Two of the cases that came before them were tabled. Dad told me the proper term but I’ve forgotten. He knew I knew R doc order so related it to that.
His observation was that there had not been a case with lroper defendant, plaintiff and premise before the court. One of the ideal case he projected is exacta fly like this. Filed in state court challenging eligibility.
I would print off each case as they became available and we used them for his bedtime reading and my instruction time.
Dad had actually written down the finding of Gore/bush before the rummy and listed the correct VCP it would be settled and who would vote how.
I am optimistic!
"Cert. denied." All of the Obama cases were fully settled by the time the petitions to SCOTUS were filed. SCOTUS has a purely volitional role in this type of case, it has no obligation to take a case that is fully and finally settled; with "fully and finally settled" being attached by conducting a trial and one appeal.

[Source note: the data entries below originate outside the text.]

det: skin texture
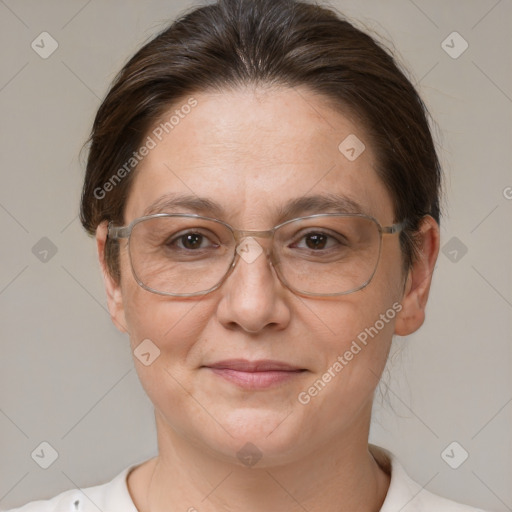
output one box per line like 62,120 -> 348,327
95,86 -> 440,512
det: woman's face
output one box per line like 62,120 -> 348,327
101,86 -> 416,465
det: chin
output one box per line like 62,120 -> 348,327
201,407 -> 309,467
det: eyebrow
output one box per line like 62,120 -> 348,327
142,192 -> 368,222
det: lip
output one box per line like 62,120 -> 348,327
204,359 -> 306,390
206,359 -> 303,372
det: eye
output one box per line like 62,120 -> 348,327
292,230 -> 345,251
168,230 -> 220,251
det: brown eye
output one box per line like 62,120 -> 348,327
179,233 -> 206,250
304,233 -> 329,250
166,230 -> 220,251
292,230 -> 344,251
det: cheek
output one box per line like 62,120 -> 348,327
295,303 -> 396,437
297,261 -> 403,407
117,249 -> 203,348
316,291 -> 398,371
120,269 -> 218,396
123,289 -> 209,354
121,290 -> 212,418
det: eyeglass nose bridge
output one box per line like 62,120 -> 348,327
230,227 -> 279,260
221,228 -> 291,297
226,226 -> 288,281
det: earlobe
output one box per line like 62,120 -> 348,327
394,215 -> 440,337
96,221 -> 128,333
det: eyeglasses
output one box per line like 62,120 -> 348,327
107,213 -> 406,298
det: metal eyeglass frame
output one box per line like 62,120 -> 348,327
107,212 -> 407,298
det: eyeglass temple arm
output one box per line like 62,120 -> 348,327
107,222 -> 131,240
382,220 -> 407,235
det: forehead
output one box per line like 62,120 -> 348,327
124,86 -> 394,227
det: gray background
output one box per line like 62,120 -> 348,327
0,0 -> 511,510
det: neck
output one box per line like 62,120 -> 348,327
133,409 -> 391,512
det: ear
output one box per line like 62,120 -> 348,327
394,215 -> 440,336
96,221 -> 128,333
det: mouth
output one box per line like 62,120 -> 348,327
203,359 -> 307,390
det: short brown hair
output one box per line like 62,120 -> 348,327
80,0 -> 442,281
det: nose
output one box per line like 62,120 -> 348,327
214,237 -> 291,334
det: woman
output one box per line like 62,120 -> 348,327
7,0 -> 490,510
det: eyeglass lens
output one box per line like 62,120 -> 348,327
127,215 -> 381,296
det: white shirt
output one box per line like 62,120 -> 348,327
3,446 -> 488,512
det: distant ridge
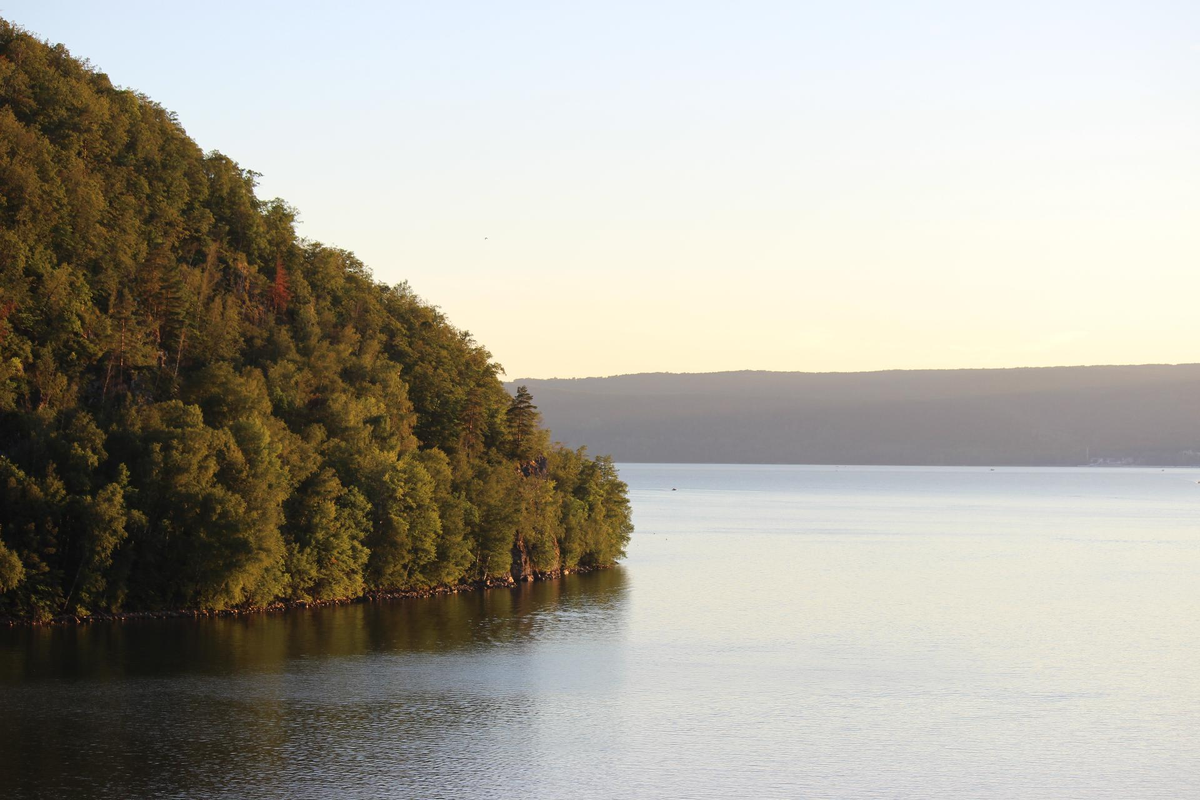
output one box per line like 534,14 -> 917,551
506,364 -> 1200,465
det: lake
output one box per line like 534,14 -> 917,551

That would be true if a person was denied ballot access, too. There is an Indiana Law Review article that summarized state election cases on presidential races, and the decisions have been on both sides, with some cases upholding access, others upholding denial of access.
I do agree that this is an ideal case - but I reject the proposition that SCOTUS cares about the constitution being upheld. Is is not concerned with except as "cover" for outcome-based rule-making. As long as the courts below get the "right" outcome, SCOTUS has no interest in the issue.